Connecting the Dots Between Radio and the Internet

By Ken Michelini

Being from Detroit, I recently found myself in the not-so-unusual conversation with a senior automotive brand manager discussing the fall of newspaper. Or, so you would think. “Sure circulation is down,” he said, “but they’ve found a way to move revenue to the Internet.”

“How is that possible,” I asked, “when radio and TV have had such a struggle?” Well, as it turns out, newspapers always have been a little closer to the consumer at the time of purchase. That doesn’t mean they are better at reaching their consumers; it just means they reach consumers differently.

When anyone buys anything, regardless if it is bubble gum or a Cadillac, they go through a process. First, they are made aware of the product, followed by comprehension of it (luxurious leather seats!). After comprehension comes conviction (I’m going to buy a Cadillac), and finally, there’s a call to action. The call to action can be your child asking for the gum or a neighbor coming home with that new car, but usually it’s direct mail or a print ad spelling out the details of the offer.

One of radio’s strengths always has been creating awareness and conviction. But it doesn’t command the same reach as TV. This makes DR radio extremely difficult to execute and explains why DR radio agencies are few and far between. But now, the Internet has leveled the playing field and radio stations are feeling the pressure to deliver.

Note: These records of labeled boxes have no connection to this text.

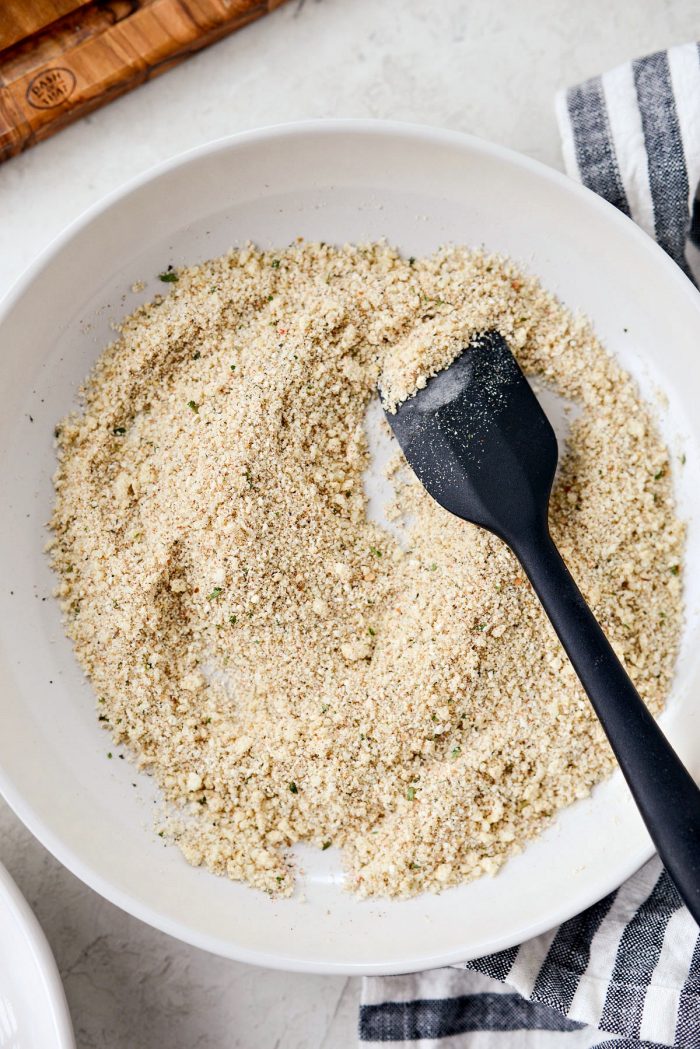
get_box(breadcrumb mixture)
[50,241,683,896]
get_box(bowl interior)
[0,123,700,972]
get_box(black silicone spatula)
[386,331,700,923]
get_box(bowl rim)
[0,117,700,976]
[0,863,76,1049]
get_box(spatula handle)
[515,533,700,924]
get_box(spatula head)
[386,331,557,544]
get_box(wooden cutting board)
[0,0,284,162]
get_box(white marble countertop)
[0,0,700,1049]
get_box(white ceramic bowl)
[0,122,700,973]
[0,863,76,1049]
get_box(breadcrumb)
[51,242,683,896]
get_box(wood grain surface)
[0,0,284,162]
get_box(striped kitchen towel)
[556,44,700,275]
[359,44,700,1049]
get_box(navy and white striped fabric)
[556,43,700,275]
[359,44,700,1049]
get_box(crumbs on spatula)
[50,242,683,896]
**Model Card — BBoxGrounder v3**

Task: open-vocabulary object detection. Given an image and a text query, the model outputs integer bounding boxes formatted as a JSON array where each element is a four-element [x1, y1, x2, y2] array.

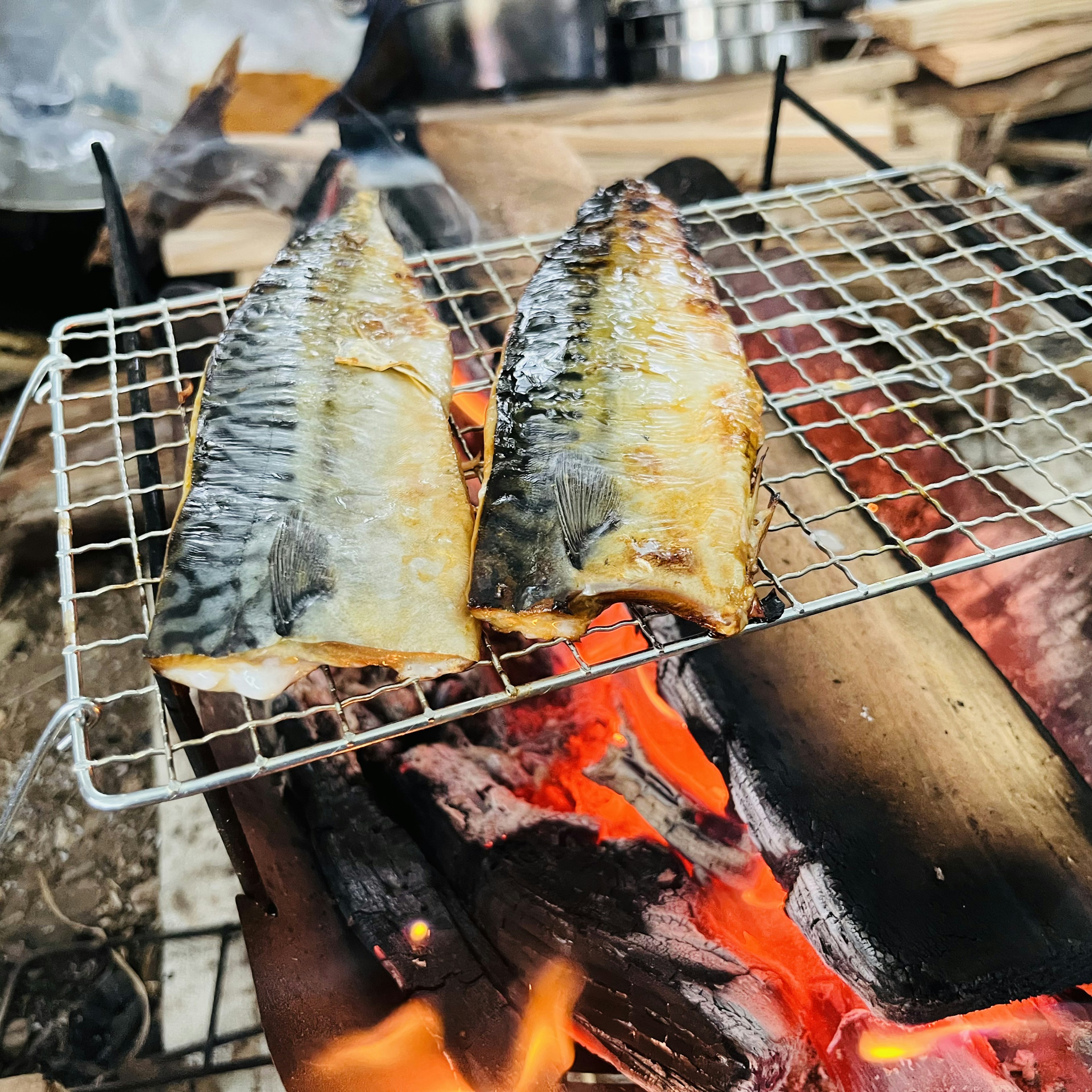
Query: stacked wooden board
[[162, 49, 960, 283], [853, 0, 1092, 229], [854, 0, 1092, 87]]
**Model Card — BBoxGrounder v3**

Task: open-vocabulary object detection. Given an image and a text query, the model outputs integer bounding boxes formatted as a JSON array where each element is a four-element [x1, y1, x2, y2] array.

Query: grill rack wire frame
[[32, 164, 1092, 810]]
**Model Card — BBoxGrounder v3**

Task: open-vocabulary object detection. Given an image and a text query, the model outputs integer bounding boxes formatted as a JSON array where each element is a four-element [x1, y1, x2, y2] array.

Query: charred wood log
[[661, 592, 1092, 1022], [293, 694, 815, 1092], [584, 727, 754, 884], [384, 744, 814, 1092], [293, 757, 516, 1088]]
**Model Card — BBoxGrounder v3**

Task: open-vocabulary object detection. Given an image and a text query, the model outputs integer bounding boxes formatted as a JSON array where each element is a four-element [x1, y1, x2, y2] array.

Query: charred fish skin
[[145, 193, 478, 697], [470, 180, 769, 639]]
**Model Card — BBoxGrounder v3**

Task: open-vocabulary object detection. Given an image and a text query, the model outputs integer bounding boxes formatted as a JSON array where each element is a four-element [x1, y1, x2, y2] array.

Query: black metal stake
[[762, 53, 788, 193], [91, 141, 167, 580], [91, 142, 275, 913], [762, 56, 1092, 324]]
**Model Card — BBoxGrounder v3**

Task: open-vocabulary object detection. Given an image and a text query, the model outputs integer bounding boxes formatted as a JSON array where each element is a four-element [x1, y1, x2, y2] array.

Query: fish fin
[[270, 506, 334, 637], [554, 451, 619, 569]]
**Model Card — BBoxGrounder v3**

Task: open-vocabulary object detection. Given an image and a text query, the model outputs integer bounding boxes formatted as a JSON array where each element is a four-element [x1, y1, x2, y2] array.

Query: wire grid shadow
[[40, 165, 1092, 809]]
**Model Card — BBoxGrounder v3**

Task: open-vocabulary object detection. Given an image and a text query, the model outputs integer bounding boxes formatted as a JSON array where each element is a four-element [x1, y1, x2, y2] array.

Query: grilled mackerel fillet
[[470, 181, 769, 639], [146, 193, 478, 698]]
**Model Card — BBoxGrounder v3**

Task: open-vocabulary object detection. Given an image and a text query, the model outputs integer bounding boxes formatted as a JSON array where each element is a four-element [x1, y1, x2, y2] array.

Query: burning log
[[646, 432, 1092, 1021], [293, 757, 515, 1087], [282, 677, 815, 1092], [584, 727, 754, 884]]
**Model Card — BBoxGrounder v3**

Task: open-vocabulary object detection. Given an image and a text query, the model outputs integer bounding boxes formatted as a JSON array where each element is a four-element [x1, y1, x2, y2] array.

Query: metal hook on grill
[[0, 698, 98, 845]]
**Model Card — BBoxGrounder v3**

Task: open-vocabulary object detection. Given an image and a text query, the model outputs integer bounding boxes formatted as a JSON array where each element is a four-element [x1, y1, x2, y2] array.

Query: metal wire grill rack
[[32, 166, 1092, 809]]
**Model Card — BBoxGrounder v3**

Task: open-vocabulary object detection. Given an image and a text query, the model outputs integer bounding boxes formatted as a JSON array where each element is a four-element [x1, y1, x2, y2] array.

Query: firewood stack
[[854, 0, 1092, 229]]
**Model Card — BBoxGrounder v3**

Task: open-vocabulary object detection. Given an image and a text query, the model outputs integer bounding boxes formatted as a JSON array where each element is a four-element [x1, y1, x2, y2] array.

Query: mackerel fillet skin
[[470, 181, 770, 640], [146, 193, 478, 698]]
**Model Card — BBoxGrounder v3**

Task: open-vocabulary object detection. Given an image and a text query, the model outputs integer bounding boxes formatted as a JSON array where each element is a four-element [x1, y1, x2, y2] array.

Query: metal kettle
[[331, 0, 607, 113]]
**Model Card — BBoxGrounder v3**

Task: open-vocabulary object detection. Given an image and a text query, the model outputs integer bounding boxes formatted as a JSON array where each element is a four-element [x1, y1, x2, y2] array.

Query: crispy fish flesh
[[470, 181, 770, 639], [146, 193, 478, 698]]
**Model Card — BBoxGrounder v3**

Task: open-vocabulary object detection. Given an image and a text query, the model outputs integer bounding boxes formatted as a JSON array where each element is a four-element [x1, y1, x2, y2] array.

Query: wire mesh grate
[[48, 166, 1092, 809]]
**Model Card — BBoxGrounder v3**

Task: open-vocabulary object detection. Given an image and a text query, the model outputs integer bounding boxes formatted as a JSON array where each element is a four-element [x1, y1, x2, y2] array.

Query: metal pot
[[619, 0, 823, 81], [405, 0, 607, 102]]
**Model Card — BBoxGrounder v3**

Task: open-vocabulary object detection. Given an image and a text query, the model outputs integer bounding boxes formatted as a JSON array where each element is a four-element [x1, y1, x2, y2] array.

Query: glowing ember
[[857, 1001, 1045, 1062], [502, 605, 1050, 1087], [406, 918, 433, 948], [318, 956, 583, 1092]]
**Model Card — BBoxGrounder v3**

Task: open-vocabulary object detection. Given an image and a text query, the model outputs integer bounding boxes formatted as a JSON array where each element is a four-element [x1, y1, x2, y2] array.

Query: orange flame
[[857, 1001, 1046, 1062], [513, 604, 1061, 1084], [318, 960, 583, 1092]]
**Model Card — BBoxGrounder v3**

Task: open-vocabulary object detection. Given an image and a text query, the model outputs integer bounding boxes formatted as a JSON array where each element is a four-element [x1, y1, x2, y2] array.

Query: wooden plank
[[418, 121, 595, 239], [661, 428, 1092, 1021], [899, 51, 1092, 121], [556, 96, 961, 190], [998, 140, 1092, 168], [915, 22, 1092, 87], [850, 0, 1092, 49], [160, 204, 291, 276], [418, 51, 917, 125]]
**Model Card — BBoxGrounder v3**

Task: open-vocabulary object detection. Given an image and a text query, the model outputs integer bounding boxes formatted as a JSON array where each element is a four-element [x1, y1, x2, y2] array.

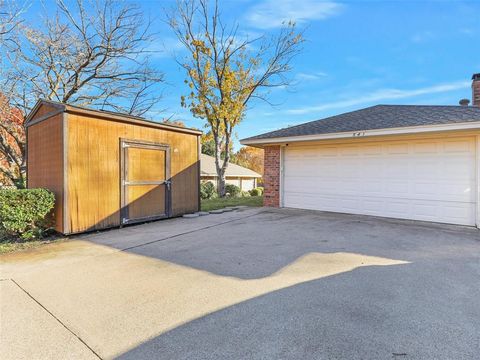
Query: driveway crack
[[9, 279, 103, 360], [120, 213, 259, 251]]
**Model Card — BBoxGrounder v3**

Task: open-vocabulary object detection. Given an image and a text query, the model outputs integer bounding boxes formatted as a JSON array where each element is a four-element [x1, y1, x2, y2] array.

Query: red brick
[[263, 145, 280, 207]]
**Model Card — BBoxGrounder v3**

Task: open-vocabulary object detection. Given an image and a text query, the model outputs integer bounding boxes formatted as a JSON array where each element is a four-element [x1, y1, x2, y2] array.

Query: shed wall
[[27, 112, 64, 232], [65, 114, 199, 233]]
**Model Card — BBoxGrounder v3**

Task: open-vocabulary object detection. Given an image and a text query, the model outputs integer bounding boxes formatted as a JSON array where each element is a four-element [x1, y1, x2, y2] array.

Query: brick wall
[[263, 145, 280, 207]]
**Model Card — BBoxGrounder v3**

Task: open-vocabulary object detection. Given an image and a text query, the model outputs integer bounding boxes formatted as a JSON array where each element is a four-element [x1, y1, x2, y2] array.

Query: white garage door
[[282, 138, 476, 225]]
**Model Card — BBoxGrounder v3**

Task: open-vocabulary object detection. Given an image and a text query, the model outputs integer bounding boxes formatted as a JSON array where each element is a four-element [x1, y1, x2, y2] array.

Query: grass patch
[[201, 196, 263, 211], [0, 232, 64, 255]]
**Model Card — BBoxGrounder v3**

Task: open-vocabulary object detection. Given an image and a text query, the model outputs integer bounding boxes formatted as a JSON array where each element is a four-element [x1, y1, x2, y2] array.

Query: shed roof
[[241, 105, 480, 142], [26, 99, 202, 135], [200, 154, 262, 178]]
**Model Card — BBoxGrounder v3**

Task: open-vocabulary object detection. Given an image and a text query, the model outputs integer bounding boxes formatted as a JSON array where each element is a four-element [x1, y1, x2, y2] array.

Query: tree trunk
[[215, 138, 226, 197]]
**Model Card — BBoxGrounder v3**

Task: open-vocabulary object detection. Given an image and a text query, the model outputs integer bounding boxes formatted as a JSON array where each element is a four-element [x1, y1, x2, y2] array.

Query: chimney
[[472, 73, 480, 106]]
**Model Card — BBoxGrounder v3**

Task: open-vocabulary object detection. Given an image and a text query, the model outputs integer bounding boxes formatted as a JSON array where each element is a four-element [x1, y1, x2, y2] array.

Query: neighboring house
[[200, 154, 262, 191], [241, 74, 480, 227]]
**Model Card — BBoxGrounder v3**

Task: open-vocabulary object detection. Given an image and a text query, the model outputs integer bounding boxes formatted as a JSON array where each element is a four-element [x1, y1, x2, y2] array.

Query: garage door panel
[[283, 138, 476, 225]]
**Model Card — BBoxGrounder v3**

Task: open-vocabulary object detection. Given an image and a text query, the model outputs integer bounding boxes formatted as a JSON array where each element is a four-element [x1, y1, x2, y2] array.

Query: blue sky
[[30, 0, 480, 147]]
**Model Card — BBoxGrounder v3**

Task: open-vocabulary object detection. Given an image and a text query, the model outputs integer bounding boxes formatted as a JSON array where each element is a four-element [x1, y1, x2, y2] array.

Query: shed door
[[121, 140, 170, 224], [283, 138, 476, 225]]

Traditionally, media buyers hold an adversarial position with station reps, treating each “buy” as a commodity. In DR radio, media buyers look to partner with station groups so they can best solve both their problems and then duplicate the successes nationally. When radio falls short with reach, it more than makes it up with frequency, loyalty and local community ties. Radio has been cultivating loyalty clubs for years, and we’re just now starting to harvest their customers through permission marketing campaigns.

“Having come from newspaper, I can see the work ahead of us,” says Lisa Mabry, director of web services at Radio One. “But what sets us apart is our ability to deliver an integrated media strategy. Technology is evolving in our favor. We can run a DR campaign online like everyone else, but branding happens through the ears, and print just can’t compete.”

Ann O’Neil is CEO of imX Solutions, a stored value solutions provider specializing in two-factor security. “We see radio differently than other media,” she says. “They have a vested interest in protecting their listeners’ privacy, and that, we believe, is the future of the Internet.”

Another emerging and key component of DR radio success is the development of online training platforms. These platforms network stations and call centers in giving media buyers control of both the on-air and call center sales pitch.

As consumers find more choices, agencies are feeling pressured to deliver accountability. An integrated radio/Internet strategy will separate the marketers interested in growing their share from those simply seeking the sale.